To keep his mind calm, he mediated, listened to music and practiced breathing. He would sit still, take a deep breath and hold it for five seconds. He also used a straw to blow into a glass of water as an exercise for his lungs on the advice of a physical therapist friend. Every day he took a hot drink of ginger, honey and lime and stayed away from cold drinks.

Slowly he could eat again, starting with soup and rice porridge. Nearly three weeks after he contracted Covid-19, he got back his appetite.

Though still weak he knew he had overcome the most critical part. On August 18 he went to get himself tested again and this time the result was negative.

"I felt really delighted, but I told myself not to be complacent."

He continues to isolate himself from his family as he waits for another test to make sure he does not relapse.

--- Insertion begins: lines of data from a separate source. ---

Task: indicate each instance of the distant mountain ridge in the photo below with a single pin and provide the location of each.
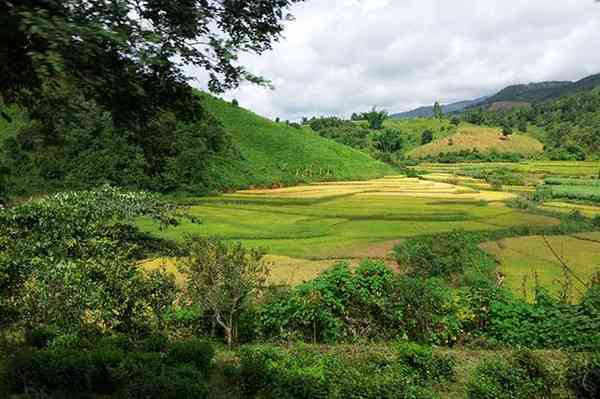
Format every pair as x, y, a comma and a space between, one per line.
543, 91
427, 111
519, 94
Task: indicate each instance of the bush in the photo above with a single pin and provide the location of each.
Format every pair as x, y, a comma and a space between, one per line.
523, 376
178, 383
583, 375
40, 337
437, 255
268, 372
194, 352
63, 371
430, 366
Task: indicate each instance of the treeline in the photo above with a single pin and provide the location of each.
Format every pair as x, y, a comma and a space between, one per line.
76, 302
568, 126
383, 143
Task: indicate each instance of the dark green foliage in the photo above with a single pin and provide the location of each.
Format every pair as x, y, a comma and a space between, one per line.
68, 254
341, 305
193, 352
474, 155
522, 376
437, 110
544, 324
268, 372
40, 337
583, 374
425, 311
426, 137
430, 366
443, 255
389, 141
108, 369
376, 118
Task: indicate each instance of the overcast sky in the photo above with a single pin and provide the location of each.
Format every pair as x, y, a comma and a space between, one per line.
344, 56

With his five years’ experience as a nurse he quickly understood that the new coronavirus was dangerous. He therefore took aggressive measures to protect himself and stayed away from his family and friends to the point that some of them got upset and thought he "overreacted."

He had been working under intense pressure since there were as many as 150 Covid-19 patients at his nursing home and just half that number of staff.

By August 27 Australia has had more than 25,300 infections and 572 deaths.

A healthy man with no chronic diseases, Thai said he has only regained 40 percent of his health. He still has body pain and it is still difficult for him to move around or remember things. He expected it to take three months for him to fully recover.

He said people with Covid-19 should pay attention to their mental health, share their conditions with their family and friends to not feel lonely.

"For me, the most important thing a Covid-19 patient should keep in mind is to stay calm. But it is much easier said than done."